Mayo — Steve Shiver of Mayo is inviting the public out to his farm on Friday and Saturday, Oct. 12-13 (Pioneer Day weekend) to test their skills in his newly created four-acre sorghum maze. According to Shiver, approximate time through the maze is 28 minutes and the cost is $5 per person.
“I am providing the public with a 1,020 square foot shelter space to be used as a staging area before entering the maze and completing it,” said Shiver.
The area where the sorghum is planted, he said, originally started out as a field full of pine trees, which were harvested about five years ago. Left behind were lots of tree stumps, including stumps from water oaks and cherry trees.
Shiver said, “To keep that from growing up into a jungle, about three times a year I’m having to take a tractor and bush hog and mow it. I got that cleaned up and I put 10 tons of chicken litter to it, 4,000 pounds of dolomite, and planted it in rye for a cover crop to bring up my organic matter.”
On July 1, Shiver planted a crop of sorghum, which is basically feed for cows, he explained.
“The reason it isn’t a corn maze is that I don’t have a way of irrigating it,” he said.
Sorghum, he said, is much more tolerant than corn because it adapts better to the environment.
“It’ll wait on rainfall,” he said. “Luckily, we had a wet year.”

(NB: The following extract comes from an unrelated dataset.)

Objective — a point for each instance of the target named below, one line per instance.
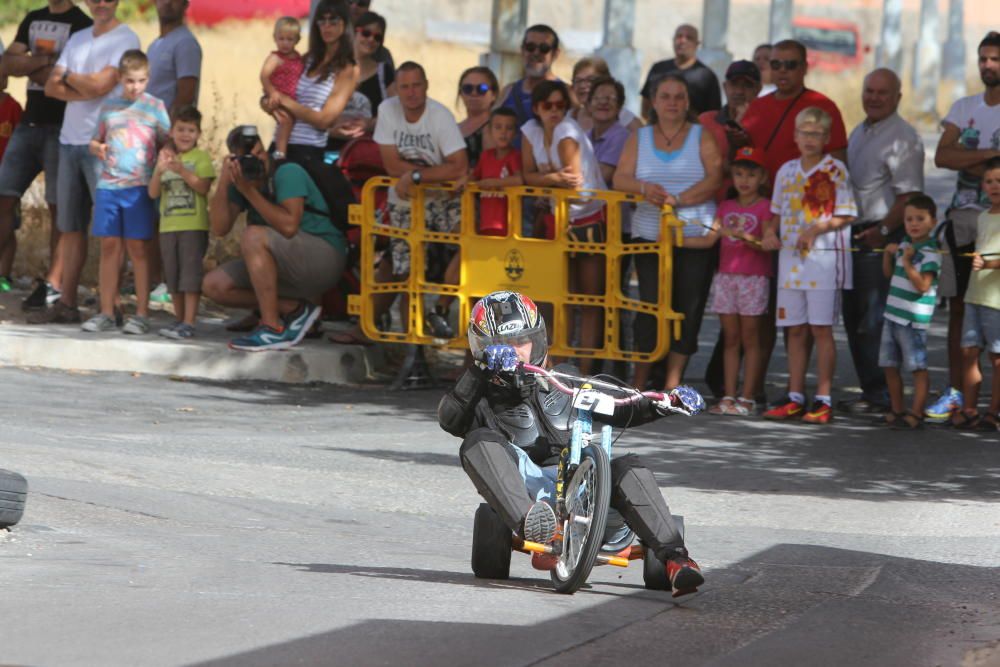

Shiver said he got the idea for his sorghum maze when he was reading a magazine at a doctor’s office. The article was about a 75-year-old couple in Alachua County who had two corn mazes on their property, a four-acre one and a 10-acre one.
At the four-acre corn maze, the couple invites all area elementary school students to come out for $5 apiece during the month of October, Shiver said.
“They’re booked,” he said. “On the weekends they open it up to the general public.”
That corn maze event, Shiver said, got so big they had to contract it out to a maze company comprised of college students, who book the attendants and work at the site seven days a week during the month of October.
“It’s about a $100,000 gig,” said Shiver. “It costs the couple about $1,700 for the company to come in and run the maze for them. I said, bingo! Now I know what I can do for that stump field.”